Discussion: Entecavir is a guanosine nucleoside analogue FDA approved for the treatment of chronic HBV infection. Entecavir is phosphorylated intracellularly to its active triphosphate form inhibiting HBV viral synthesis via DNA polymerase. Entecavir was originally thought to have little effect on HIV-1 replication at clinically relevant doses. In fact, several previous treatment guidelines recommended entecavir for hepatitis B treatment in HIV-1 infected persons who did not meet criteria for antiretroviral initiation. However, more recent studies have demonstrated entecavir to be a potent partial inhibitor of HIV-1 replication in vitro and in vivo with approximately 1-log10 VL reductions in HIV-1 RNA. Moreover, it can select for the M184V mutation conferring high-level resistance to extensively used nucleoside reverse transcriptase inhibitors (NRTI), lamivudine and emtricitabine, as was seen in this case. Given this potential for development of NRTI resistance, entecavir is no longer recommended for patients co-infected with HIV and HBV who are not receiving HAART. Current HBV treatment guidelines recommend screening for HIV prior to initiation of antiviral therapy and coordinating treatment for dual infected patients.

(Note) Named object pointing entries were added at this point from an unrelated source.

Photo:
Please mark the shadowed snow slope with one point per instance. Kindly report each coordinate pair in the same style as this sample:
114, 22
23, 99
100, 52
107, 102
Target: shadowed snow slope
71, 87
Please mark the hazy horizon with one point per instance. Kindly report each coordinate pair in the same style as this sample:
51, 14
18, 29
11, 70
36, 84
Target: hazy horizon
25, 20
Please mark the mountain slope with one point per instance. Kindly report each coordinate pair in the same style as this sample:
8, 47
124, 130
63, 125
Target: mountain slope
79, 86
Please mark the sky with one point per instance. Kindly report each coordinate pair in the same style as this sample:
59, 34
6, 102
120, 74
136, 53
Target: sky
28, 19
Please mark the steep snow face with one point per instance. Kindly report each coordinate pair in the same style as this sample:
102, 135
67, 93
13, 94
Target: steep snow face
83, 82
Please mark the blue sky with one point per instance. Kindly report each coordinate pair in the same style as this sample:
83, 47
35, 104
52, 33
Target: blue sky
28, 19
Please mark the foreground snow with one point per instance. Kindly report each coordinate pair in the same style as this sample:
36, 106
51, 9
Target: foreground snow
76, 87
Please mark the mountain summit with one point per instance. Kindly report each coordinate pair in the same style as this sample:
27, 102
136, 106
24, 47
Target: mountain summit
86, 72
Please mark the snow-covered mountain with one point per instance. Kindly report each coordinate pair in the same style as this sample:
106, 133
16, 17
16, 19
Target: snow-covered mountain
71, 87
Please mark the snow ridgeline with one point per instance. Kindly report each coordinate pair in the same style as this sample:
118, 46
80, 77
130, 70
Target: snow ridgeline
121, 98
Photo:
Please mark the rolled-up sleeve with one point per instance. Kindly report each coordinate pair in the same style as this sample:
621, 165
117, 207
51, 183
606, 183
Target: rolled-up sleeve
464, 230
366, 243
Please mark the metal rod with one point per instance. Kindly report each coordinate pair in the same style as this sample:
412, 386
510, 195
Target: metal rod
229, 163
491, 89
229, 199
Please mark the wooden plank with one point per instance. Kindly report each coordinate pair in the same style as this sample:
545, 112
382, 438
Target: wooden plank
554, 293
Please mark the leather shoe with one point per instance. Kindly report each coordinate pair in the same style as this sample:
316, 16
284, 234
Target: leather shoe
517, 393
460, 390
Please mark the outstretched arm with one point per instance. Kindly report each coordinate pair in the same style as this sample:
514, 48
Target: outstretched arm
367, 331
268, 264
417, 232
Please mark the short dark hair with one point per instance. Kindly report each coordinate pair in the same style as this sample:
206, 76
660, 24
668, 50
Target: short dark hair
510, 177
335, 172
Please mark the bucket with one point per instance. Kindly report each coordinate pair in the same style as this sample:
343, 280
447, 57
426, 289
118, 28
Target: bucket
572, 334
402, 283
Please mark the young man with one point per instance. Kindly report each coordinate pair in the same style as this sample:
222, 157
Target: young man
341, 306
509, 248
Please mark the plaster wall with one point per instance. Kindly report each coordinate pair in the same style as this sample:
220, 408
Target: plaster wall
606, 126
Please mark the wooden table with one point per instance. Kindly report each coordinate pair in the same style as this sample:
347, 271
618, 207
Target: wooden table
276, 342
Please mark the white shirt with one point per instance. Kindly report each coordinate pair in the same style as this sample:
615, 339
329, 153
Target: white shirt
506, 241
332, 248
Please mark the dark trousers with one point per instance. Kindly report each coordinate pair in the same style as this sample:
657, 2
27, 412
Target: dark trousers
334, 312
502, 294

Conclusions: Initiation of anti-viral medications in chronic HBV infected patients co-infected with HIV may have significant implications in the development of anti-retroviral resistance limiting lifetime therapeutic options. As the initial diagnosis of HBV and HIV is often made during acute hospital admissions, hospitalists play an important role in ensuring chronic HBV practice guidelines are observed which includes screening for HIV prior to starting HBV therapy.